I have to admit that I had bought into the revision of John Wayne’s legacy somewhat, to the point of wondering if he even still belonged in the pantheon of American screen heroes anymore (and thank God my grandfather did not live to see me write that). Then two things happened. First, as part of my very late-in-the-game discovery of the writings of Joan Didion, I read her essay “John Wayne: A Love Story” from the collection Slouching Toward Bethlehem. In it, she captures the essence of the Duke and what made him the icon he was for so long without ever glossing over the flaws. In one short piece she restored my faith.
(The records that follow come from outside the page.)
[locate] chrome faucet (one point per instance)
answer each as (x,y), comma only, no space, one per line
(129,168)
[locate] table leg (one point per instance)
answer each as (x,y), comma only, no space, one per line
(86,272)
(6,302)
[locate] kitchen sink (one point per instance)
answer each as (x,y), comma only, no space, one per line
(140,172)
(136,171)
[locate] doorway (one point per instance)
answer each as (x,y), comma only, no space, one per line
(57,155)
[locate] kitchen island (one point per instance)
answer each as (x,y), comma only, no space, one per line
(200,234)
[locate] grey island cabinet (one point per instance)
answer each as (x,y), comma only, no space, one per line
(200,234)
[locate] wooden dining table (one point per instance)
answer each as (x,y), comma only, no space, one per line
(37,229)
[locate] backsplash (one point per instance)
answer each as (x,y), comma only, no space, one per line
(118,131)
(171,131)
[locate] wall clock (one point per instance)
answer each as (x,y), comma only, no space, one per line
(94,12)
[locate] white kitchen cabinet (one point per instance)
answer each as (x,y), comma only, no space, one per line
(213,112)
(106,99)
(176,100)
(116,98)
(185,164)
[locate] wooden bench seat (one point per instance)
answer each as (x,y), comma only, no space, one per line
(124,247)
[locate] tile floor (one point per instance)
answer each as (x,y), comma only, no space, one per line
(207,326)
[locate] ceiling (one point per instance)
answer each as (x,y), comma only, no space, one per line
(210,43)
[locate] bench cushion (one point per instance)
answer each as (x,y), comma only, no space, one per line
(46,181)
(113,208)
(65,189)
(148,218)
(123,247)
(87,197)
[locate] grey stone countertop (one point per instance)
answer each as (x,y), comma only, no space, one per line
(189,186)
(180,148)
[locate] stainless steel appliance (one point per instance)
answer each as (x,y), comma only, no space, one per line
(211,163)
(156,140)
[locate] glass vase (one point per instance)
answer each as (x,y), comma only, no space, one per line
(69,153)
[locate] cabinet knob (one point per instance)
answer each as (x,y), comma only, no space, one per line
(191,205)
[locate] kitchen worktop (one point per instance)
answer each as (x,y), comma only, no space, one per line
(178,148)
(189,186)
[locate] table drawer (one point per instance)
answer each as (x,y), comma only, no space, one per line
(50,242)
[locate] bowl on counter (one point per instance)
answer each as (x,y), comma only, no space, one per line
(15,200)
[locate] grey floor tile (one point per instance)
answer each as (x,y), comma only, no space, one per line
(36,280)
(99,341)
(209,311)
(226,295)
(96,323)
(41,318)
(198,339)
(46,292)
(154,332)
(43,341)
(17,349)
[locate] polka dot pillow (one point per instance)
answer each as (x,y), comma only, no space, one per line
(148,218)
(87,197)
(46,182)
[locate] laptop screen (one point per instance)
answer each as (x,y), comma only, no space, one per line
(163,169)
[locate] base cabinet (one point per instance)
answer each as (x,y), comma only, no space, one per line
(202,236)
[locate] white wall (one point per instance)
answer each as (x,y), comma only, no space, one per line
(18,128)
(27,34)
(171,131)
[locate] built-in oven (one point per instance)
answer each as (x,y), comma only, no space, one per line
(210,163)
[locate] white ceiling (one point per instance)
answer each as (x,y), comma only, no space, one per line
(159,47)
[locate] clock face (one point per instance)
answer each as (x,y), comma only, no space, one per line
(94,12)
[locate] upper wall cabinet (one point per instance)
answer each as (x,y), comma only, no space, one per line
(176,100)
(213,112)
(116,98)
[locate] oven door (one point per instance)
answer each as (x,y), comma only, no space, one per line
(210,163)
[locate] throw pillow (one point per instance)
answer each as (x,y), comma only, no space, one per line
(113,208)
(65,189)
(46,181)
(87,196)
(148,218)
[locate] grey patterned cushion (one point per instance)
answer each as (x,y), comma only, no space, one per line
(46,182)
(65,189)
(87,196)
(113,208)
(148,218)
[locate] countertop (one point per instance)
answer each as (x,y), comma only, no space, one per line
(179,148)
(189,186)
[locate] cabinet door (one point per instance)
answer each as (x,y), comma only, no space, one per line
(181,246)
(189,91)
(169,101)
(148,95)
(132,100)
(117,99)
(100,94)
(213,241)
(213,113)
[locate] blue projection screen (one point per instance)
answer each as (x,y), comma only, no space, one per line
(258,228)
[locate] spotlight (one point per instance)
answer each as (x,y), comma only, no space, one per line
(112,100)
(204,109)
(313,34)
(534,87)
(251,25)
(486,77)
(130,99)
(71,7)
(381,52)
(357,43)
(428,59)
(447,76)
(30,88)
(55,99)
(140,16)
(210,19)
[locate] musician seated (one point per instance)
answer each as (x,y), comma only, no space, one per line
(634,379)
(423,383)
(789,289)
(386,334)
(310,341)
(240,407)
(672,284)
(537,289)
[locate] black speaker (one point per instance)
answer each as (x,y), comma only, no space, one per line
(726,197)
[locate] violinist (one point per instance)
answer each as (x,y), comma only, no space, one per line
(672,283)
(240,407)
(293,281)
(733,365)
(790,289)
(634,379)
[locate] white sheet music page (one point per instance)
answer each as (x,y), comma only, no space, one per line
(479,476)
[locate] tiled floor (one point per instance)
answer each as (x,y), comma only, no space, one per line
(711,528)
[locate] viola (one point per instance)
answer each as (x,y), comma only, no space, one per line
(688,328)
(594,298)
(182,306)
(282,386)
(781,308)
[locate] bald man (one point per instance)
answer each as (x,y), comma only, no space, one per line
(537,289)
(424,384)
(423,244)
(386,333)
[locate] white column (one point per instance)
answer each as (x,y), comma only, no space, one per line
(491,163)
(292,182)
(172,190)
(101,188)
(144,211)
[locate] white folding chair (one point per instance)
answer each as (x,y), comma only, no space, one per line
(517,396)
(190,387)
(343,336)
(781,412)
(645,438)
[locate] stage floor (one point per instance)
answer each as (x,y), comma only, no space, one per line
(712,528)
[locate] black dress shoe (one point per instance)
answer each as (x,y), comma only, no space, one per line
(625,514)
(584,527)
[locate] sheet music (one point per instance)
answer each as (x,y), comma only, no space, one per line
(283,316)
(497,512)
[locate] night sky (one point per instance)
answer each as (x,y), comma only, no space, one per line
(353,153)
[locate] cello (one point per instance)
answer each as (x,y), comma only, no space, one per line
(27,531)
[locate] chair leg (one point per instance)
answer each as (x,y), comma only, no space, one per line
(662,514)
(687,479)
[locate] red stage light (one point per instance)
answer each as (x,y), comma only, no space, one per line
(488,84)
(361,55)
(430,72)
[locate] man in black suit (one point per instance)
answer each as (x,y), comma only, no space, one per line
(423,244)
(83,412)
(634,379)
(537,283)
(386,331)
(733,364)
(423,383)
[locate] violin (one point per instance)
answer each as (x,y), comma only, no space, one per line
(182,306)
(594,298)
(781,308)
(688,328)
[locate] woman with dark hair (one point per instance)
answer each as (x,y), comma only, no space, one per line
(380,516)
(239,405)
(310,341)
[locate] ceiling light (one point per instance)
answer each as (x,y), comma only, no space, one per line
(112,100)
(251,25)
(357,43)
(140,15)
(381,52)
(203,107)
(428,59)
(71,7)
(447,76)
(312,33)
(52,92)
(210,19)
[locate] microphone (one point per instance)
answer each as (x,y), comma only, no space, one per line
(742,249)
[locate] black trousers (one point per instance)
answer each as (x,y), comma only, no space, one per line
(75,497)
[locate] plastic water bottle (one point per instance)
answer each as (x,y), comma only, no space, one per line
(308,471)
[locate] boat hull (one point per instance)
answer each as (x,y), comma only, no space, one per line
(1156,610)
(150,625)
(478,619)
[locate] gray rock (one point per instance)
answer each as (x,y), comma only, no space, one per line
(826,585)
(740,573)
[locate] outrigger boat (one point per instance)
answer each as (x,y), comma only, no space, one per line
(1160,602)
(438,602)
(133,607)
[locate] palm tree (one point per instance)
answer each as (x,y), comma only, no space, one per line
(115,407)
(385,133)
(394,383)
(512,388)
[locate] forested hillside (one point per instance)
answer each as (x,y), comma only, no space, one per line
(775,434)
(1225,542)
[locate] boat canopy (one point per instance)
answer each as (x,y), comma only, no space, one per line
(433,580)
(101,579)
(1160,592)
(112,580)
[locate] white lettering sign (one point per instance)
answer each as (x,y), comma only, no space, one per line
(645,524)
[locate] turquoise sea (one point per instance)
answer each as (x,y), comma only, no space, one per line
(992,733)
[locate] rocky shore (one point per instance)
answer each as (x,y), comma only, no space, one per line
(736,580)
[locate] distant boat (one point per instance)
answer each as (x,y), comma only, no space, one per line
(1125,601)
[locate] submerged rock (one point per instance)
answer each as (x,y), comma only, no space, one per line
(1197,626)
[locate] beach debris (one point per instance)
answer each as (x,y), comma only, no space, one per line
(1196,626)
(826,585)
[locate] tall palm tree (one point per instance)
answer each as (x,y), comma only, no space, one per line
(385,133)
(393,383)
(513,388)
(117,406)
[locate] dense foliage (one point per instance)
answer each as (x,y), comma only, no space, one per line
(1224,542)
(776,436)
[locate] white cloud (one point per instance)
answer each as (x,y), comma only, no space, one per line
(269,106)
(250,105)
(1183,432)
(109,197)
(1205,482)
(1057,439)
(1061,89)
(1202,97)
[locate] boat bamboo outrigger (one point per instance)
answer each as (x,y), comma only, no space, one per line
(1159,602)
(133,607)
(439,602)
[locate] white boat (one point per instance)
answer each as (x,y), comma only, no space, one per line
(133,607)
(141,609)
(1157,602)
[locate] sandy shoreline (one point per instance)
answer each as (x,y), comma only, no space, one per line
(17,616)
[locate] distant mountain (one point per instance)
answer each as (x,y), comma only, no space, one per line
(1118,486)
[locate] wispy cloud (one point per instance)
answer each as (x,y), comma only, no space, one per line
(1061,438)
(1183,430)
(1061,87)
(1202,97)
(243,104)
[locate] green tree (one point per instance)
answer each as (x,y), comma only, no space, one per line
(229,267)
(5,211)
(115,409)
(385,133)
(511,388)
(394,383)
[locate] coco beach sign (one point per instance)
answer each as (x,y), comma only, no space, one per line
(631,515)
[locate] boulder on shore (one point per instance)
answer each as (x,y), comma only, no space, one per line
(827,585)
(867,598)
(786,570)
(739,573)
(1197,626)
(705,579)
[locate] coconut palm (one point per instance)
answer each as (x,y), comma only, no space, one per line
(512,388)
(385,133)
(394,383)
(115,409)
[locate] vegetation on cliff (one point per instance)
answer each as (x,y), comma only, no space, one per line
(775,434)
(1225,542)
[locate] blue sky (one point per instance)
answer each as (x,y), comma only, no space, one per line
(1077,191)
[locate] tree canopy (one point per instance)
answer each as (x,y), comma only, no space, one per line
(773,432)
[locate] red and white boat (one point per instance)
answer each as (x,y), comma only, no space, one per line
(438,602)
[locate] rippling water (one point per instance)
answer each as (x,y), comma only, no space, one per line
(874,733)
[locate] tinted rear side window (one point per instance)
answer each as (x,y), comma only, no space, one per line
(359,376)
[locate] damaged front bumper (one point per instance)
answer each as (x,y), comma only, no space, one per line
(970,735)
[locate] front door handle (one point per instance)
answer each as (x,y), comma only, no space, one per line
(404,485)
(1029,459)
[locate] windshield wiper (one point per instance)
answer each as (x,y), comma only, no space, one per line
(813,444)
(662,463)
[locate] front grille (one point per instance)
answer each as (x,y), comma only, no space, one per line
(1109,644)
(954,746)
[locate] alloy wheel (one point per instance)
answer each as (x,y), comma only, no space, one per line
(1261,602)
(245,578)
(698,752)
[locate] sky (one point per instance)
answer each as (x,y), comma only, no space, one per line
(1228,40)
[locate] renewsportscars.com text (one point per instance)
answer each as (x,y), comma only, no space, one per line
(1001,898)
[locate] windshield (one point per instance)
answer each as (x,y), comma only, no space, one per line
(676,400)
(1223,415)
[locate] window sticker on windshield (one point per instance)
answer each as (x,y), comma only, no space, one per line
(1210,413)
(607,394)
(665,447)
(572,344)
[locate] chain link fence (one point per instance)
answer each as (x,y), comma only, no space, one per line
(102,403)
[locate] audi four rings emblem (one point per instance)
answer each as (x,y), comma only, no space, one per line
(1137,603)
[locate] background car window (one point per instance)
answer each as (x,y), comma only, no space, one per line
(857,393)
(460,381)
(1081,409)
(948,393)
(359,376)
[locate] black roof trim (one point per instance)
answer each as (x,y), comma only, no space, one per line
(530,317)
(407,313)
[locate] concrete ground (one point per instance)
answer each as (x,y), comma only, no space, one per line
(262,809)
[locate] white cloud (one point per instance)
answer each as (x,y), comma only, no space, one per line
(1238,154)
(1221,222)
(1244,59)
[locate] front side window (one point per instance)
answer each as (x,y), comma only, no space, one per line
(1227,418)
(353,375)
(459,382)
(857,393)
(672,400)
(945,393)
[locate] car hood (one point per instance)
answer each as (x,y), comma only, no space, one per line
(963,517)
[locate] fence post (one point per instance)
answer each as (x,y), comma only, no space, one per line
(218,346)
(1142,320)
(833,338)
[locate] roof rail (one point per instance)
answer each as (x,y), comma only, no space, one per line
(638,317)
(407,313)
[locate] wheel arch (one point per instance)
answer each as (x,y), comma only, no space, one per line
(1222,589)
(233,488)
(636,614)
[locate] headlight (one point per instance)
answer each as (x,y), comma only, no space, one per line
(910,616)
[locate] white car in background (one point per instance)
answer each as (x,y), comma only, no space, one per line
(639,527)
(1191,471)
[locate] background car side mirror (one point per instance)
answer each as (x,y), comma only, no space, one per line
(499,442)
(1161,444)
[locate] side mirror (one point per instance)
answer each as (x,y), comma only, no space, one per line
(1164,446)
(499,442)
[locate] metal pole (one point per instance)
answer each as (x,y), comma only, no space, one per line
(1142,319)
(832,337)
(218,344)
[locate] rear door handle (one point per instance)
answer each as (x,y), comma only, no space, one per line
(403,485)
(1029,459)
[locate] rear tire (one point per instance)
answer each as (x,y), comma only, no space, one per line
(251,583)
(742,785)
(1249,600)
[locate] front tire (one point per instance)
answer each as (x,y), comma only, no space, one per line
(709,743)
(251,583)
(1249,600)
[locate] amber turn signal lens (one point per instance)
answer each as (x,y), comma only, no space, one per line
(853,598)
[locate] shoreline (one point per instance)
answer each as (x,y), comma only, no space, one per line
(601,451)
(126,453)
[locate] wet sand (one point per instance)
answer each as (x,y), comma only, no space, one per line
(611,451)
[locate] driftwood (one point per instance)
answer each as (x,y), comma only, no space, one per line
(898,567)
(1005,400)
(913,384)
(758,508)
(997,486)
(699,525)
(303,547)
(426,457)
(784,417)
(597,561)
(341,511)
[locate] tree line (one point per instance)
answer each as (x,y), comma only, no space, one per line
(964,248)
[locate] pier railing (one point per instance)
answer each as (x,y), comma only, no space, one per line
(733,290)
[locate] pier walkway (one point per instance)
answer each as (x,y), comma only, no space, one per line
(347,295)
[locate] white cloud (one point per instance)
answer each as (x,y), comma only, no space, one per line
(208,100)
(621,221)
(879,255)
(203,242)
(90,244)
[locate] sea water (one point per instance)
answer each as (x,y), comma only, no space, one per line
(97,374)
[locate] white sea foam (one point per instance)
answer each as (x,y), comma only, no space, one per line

Second, and more importantly, I rewatched the films, or at least several of them. He had parts in at least 177 movies over the course of a 51-year career, many of them small roles in the pulp Westerns of the 1920s and 1930s that Hollywood cranked out almost daily, but from 1939’s Stagecoach on, he was the star. He was never a great actor, saying himself on several occasions: “I don’t act at all, I re-act.” His characters were often the same from film to film, but that was okay too. The bottom line was that if you put Wayne on screen at the same time as Dean Martin (Rio Bravo and The Sons of Katie Elder) or Lee Marvin (Donovan’s Reef) or William Holden (The Horse Soldiers) or Robert Mitchum (El Dorado), there was no doubt who your gaze was drawn to.
Wayne has even made his way into the music of that other great idol of mine, Bruce Springsteen. In his 2019 album Western Stars, the title track contains the following lines:
Once I was shot by John Wayne, yeah, it was towards the end That one scene’s bought me a thousand drinks, set me up and I’ll tell it for you, friend
But don’t take my (or Bruce’s) word for it. Watch the five films below, which are my favorites of his (it was hard to get it down to five), and see for yourself. I only include a brief comment for each because they speak for themselves. And watch them for what they are: a good story with clearly defined lines of right and wrong, good and bad, hero and villain. I know the world is not a black-and-white proposition, and the amount of gray seems to increase every day. That’s the comfort in watching a John Wayne movie, maybe more so today than ever. In the end, there’s nothing wrong with a story where the good guy wins, gets the girl, and rides off into a magnificent sunset.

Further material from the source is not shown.